Tokens & NFTs
A tutorial for working with Ethereum token and NFT data.
Estimated time to complete: ~10 minutes

Overview

Spice makes it easy to use bulk Ethereum token and NFT data. Traditional RESTful APIs usually limit results to 100s per page. Spice supports the high-performance, vectorized binary format Apache Arrow that enables retrieving millions of rows in a single request.
Spice has automated, on-chain token detection for ERC-20, ERC-721, and ERC-1155 tokens generating token-specific and NFT datasets in real-time.
In this tutorial, we'll explore how to use these datasets to answer the following questions:
  • How many NFTs exist? How many of them are ERC-721 NFTs vs ERC-1155 NFTs?
  • Which ERC-721 contracts had the most token mints in the last 30 minutes?
  • Which contracts had the most NFT airdrops in March 2021, the month the largest NFT transfer took place?
  • Who are the current owners of all Ethereum NFTs?
  • Using the standards compliance confidence for a specific application.

Tokens and NFTs

While any smart contract can technically create a "token," the Ethereum Foundation publishes a set of common Token Standards, which help ensure composability and compatibility with other smart contracts.
Let's explore tokens and contracts and their Spice datasets before jumping into the questions.

Tokens vs Contracts

The words tokens and contracts are often used interchangeably but according to the Ethereum Foundation they have specific definitions. A contract (or smart contract) is a program that runs on the Ethereum blockchain. It's a collection of code (its functions) and data (its state) that resides at a specific address on the Ethereum blockchain. A token is a crypto asset that can be utilized on blockchain ecosystems for economic, governance, or other purposes. A token contract is the implementation of a token.
Some tokens have an entire contract dedicated to their implementation, as with ERC-20 tokens. Other contract implementations may include many different tokens, such as with the ERC-721 and ERC-1155 standards.
Spice supports the major token standards in use: ERC-20, ERC-721, and ERC-1155.
Spice uses the convention that a "token" refers to the "contract that implements a token standard". To refer to the logical tokens that exist as part of a contract we will use the term "nfts (non-fungible tokens)", "fungible tokens" or "token transfers". E.g. There is one Bored Ape Yacht Club contract and many NFT tokens.

Token Contracts Datasets

Datasets related to token contracts. I.e. The Bored Ape Yacht Club contract appears only once in each dataset.
  • eth.contracts - Deployed contracts with their bytecode, function sighashes, token standard detection status, and detection confidence.
  • eth.tokens - Token contracts with their name, symbol, decimals, and total supply along with the status of each token standard.
    • eth.tokens_erc20, eth.tokens_erc721, eth.tokens_erc1155 - Identical to eth.tokens but filtered to each token standard
  • eth.nft_contracts - Similar to eth.tokens but filtered only to contracts that have at least one minted NFT.

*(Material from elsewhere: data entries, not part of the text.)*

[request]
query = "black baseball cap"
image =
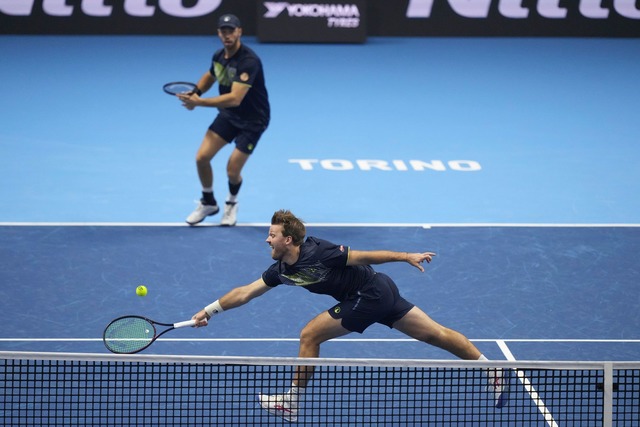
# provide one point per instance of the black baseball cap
(229, 20)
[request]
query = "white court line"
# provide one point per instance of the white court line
(346, 340)
(548, 417)
(311, 224)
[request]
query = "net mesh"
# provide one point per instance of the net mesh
(99, 390)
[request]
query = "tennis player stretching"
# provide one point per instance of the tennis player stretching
(364, 297)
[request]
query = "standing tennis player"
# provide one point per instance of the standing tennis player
(243, 116)
(364, 298)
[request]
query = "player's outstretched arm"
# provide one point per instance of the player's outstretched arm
(232, 299)
(381, 257)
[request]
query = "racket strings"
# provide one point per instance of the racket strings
(129, 335)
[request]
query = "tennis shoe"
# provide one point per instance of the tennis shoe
(498, 385)
(281, 405)
(230, 215)
(202, 211)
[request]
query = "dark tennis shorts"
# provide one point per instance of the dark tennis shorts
(379, 302)
(246, 137)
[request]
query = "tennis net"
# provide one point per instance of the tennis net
(69, 389)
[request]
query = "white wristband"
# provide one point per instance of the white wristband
(213, 308)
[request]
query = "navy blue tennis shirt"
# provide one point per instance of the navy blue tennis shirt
(322, 269)
(244, 67)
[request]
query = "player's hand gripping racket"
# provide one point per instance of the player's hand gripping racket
(131, 334)
(177, 88)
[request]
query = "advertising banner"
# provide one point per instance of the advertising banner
(310, 21)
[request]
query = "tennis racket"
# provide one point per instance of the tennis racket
(176, 88)
(131, 334)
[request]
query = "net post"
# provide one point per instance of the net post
(607, 402)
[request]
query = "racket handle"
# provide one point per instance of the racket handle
(184, 324)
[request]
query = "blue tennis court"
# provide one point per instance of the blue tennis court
(513, 159)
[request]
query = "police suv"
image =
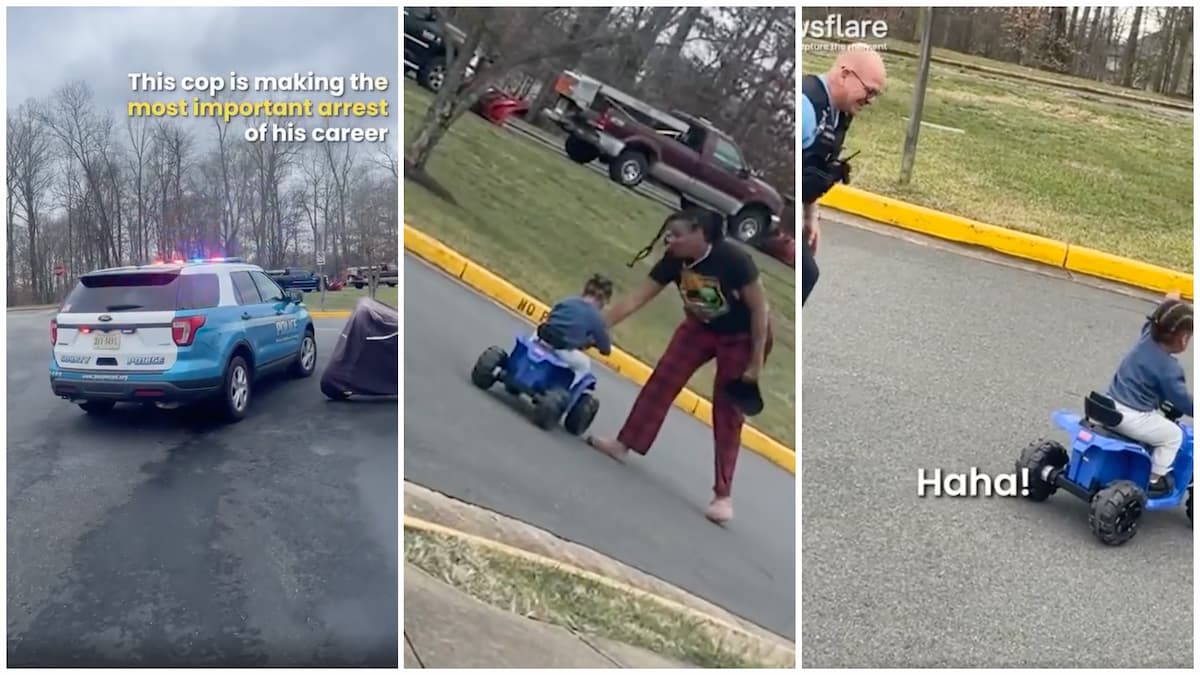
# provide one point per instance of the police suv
(178, 333)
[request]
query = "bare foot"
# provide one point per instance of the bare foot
(611, 447)
(720, 511)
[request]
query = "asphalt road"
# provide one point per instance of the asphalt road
(648, 513)
(923, 358)
(160, 538)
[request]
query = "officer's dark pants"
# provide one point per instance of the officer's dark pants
(809, 270)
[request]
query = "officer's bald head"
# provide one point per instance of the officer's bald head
(856, 78)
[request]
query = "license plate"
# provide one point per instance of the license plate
(107, 341)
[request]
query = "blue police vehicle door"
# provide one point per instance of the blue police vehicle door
(286, 328)
(258, 317)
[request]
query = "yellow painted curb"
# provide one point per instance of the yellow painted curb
(489, 284)
(1008, 242)
(412, 523)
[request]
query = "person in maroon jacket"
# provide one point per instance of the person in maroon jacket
(725, 317)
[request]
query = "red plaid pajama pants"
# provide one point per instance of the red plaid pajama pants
(691, 346)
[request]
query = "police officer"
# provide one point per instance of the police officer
(831, 101)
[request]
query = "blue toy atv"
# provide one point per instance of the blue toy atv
(533, 370)
(1108, 470)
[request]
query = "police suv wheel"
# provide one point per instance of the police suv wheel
(306, 363)
(237, 390)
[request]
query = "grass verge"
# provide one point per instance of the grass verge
(579, 604)
(1036, 159)
(346, 298)
(903, 48)
(546, 223)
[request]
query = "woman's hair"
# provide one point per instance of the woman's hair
(695, 217)
(599, 286)
(712, 223)
(1169, 318)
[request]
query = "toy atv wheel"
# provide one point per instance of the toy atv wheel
(1115, 512)
(1038, 458)
(581, 414)
(487, 365)
(1189, 505)
(549, 407)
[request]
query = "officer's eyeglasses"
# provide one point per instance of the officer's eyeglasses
(871, 93)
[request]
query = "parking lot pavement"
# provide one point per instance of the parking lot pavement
(478, 447)
(163, 538)
(924, 358)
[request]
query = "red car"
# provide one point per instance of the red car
(497, 107)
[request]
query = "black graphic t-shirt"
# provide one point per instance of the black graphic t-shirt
(712, 287)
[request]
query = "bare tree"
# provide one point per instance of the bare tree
(502, 34)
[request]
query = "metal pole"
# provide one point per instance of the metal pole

NFT & Token Transfer Datasets

Datasets related to individual NFTs and logical token transfers. I.e. All ~10,000 NFTs in the Bored Ape Yacht Club collection are included, along with transfers, and the current owner of each.
  • eth.nfts - NFTs and their token standard compliance status.
  • eth.nft_owners - NFTs and their current owner.
  • eth.token_transfers - Transfers of tokens including mints and burns.
    • eth.recent_token_transfers - The token_transfers dataset filtered to the last 30 minutes. Several Spice datasets have a corresponding recent_ table that follows this pattern.
    • eth.token_transfers_erc20, eth.token_transfers_erc721, eth.token_transfers_erc1155 - token_transfers filtered to each token standard.
  • eth.nft_transfers - NFT transfers. A subset of eth.token_transfers filtered to all ERC-721 transfers and ERC-1155 transfers of NFTs.
    • eth.recent_nft_transfers - nft_transfers filtered to the last 30 minutes.
The ERC-1155 token standard is a "multi-token" standard that can contain both NFTs and fungible tokens. The eth.nft_ datasets refer to the subset of ERC-1155 tokens that are NFTs.
  • eth.nft_airdrop_transfers - nft_transfers filtered to transfers where no ether was exchanged.
    • eth.recent_nft_airdrop_transfers - nft_airdrop_transfers filtered to the last 30 minutes.

Questions

How many NFTs exist? How many of them are ERC-721 NFTs vs ERC-1155 NFTs?

We can answer this question using eth.nfts by counting how many NFTs there are for each token standard and combining them:
SELECT
count(CASE WHEN is_erc721 is true THEN 1 END) as erc721s,
count(CASE WHEN is_erc1155 is true THEN 1 END) as erc1155s
FROM eth.nfts
64 million ERC-721 NFTs and 1.1 million ERC-1155 NFTs

Which ERC-721 contracts have the most token mints in the last 30 minutes?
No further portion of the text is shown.